Re: Sensible and NonsenSQL Aspects of the NoSQL Hoopla
Date: Mon, 2 Sep 2013 23:31:04 +0100
Message-ID: <slrnl2a4d8.c0q.eric_at_teckel.deptj.eu>
On 2013-09-02, karl.scheurer_at_o2online.de <karl.scheurer_at_o2online.de> wrote:
> Am Sonntag, 1. September 2013 18:53:22 UTC+2 schrieb James K. Lowden:
>> On Sun, 1 Sep 2013 03:47:35 -0700 (PDT)
>> karl.scheurer_at_o2online.de wrote:
>>> He addresses the following problems >>> 1.2.1. Ordering Dependence. >>> "Let us consider those existing systems which either require or >>> permit data elements to be stored in at least one total ordering >>> which is closely associated with the hardware-determined ordering of >>> addresses. "
>> If you remove "hardware-determined" from the sentence, it's exactly as
>> true now as then.
> if you remove hardware-determined from the sentence, then it's no difference > between pointers and foreign keys.
Impossible. A pointer is a pointer (address, offset, ordinal position), a foreign key is a value which matches the value of the primary key of another (or the same) relation.
>>> 1.2.2. Indexing Dependence. >>> "...destroy indices from time to time will probably be necessary. The >>> question then arises: Can application programs and terminal >>> activities remain invariant as indices come and go?..." >>> >>> In the seventies "bigdata" had to be stored on sequential data >>> storages (tapes, cards). Querying data from sequential media cannot >>> use indices ("indices go").
>>
>> Hmm, no, I'm pretty sure VSAM and IMS were available in the 70s.
>> Cullinet was selling IDMS.
>>
> Maybe! In the 70s storage was very expensive and indices are additional > costs. Using a model without the need for indices sounds attractive
Indices are not part of the model, they are a possible part of the implementation.
>>> 1.2.3. Access Path Dependence. >>> " >>> One solution to this is to adopt the policy that once a >>> user access path is defined it will not be made obsolete until >>> all application programs using that path have become >>> obsolete.

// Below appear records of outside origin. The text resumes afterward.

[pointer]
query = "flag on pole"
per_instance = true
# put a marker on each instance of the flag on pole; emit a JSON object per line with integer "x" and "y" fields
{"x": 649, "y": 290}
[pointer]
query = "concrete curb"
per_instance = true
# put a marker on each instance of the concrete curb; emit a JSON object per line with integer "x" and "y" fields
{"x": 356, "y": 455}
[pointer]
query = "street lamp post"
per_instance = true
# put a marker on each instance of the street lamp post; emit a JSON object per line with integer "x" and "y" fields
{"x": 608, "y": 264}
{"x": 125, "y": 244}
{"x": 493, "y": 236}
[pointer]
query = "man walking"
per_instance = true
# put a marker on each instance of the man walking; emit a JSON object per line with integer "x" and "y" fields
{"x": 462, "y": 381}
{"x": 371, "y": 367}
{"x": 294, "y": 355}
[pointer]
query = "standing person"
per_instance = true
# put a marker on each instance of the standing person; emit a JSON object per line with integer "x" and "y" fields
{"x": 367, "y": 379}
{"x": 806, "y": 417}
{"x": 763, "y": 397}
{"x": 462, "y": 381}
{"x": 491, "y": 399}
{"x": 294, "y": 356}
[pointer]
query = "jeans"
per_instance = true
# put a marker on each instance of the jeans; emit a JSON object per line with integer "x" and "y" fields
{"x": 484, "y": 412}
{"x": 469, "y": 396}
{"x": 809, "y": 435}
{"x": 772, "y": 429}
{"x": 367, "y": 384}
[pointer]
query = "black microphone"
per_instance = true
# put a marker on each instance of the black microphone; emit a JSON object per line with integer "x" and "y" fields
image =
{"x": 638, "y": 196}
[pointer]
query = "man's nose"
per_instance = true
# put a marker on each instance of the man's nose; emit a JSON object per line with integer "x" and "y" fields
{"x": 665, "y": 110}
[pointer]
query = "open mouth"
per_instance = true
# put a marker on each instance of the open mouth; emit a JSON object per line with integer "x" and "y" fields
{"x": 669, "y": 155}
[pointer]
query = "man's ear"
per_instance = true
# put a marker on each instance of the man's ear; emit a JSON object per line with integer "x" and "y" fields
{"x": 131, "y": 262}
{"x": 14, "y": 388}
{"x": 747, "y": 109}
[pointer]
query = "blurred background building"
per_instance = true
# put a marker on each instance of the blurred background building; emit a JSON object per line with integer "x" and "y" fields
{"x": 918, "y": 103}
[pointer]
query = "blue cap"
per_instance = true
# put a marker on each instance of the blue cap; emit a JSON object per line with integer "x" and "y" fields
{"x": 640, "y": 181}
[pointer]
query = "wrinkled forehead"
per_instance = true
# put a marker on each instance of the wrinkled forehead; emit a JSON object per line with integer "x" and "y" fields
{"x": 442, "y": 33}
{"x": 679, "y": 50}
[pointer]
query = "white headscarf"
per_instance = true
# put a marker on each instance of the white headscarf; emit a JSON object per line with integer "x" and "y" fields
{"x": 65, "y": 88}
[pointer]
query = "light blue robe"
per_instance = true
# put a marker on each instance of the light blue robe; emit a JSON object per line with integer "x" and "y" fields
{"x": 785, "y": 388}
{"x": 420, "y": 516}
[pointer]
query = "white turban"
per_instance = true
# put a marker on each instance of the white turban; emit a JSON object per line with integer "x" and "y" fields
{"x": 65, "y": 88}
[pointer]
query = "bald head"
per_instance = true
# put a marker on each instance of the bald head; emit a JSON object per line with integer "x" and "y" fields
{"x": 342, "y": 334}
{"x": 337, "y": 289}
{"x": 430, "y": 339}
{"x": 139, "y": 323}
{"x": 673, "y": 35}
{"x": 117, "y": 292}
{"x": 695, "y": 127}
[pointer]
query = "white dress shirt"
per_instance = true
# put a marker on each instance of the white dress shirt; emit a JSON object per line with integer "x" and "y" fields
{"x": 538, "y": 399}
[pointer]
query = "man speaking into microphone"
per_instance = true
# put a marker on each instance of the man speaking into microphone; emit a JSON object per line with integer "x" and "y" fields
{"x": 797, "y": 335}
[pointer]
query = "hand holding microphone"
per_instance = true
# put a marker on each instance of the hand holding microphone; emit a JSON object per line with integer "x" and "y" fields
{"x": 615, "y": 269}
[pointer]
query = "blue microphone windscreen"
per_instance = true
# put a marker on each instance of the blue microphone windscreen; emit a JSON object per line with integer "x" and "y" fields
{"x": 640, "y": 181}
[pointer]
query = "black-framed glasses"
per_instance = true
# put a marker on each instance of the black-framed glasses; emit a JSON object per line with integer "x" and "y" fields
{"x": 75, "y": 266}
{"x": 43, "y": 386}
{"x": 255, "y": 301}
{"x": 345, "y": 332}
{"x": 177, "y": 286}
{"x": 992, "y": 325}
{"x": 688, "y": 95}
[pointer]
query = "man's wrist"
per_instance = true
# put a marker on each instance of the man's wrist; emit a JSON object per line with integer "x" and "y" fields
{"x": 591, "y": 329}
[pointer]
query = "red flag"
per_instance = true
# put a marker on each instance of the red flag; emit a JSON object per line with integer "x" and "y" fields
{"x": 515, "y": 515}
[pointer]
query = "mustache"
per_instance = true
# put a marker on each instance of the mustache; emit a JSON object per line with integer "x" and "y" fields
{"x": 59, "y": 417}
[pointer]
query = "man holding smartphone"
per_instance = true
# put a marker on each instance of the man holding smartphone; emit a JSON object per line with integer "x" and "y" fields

Such a policy is not practical, because the number >>> of access paths in the total model for the community of >>> users of a data bank would eventually become excessively >>> large." >>> >>> That statement is based on the hardware of the seventies.
>>
>> On the web I believe it's called "404".
>>
> No! with cheap storage it can be reasonable to keep all user access path, > at least the policy has to be reconsidered.
It's not just about storage. You have to maintain every path whenever date is added, deleted, or updated. This in a situation where there is no upper bound on the number of paths.
>> > For reasons not comprehensible any more (Codd's reference is
>> > out of print and not online available), he restricted his model
>>
>> No mystery. Books in a library are hardly lost texts of Babylon. And
>> he states his motivation plainly: "the possibility of eliminating
>> nonsimple domains appears worth investigating!"
>>
> Without any objective reasons this seems to be a personal opinion to > me. I don't object for all cases, but using a unchecked rule without > considering potential alternatives is not a good thing.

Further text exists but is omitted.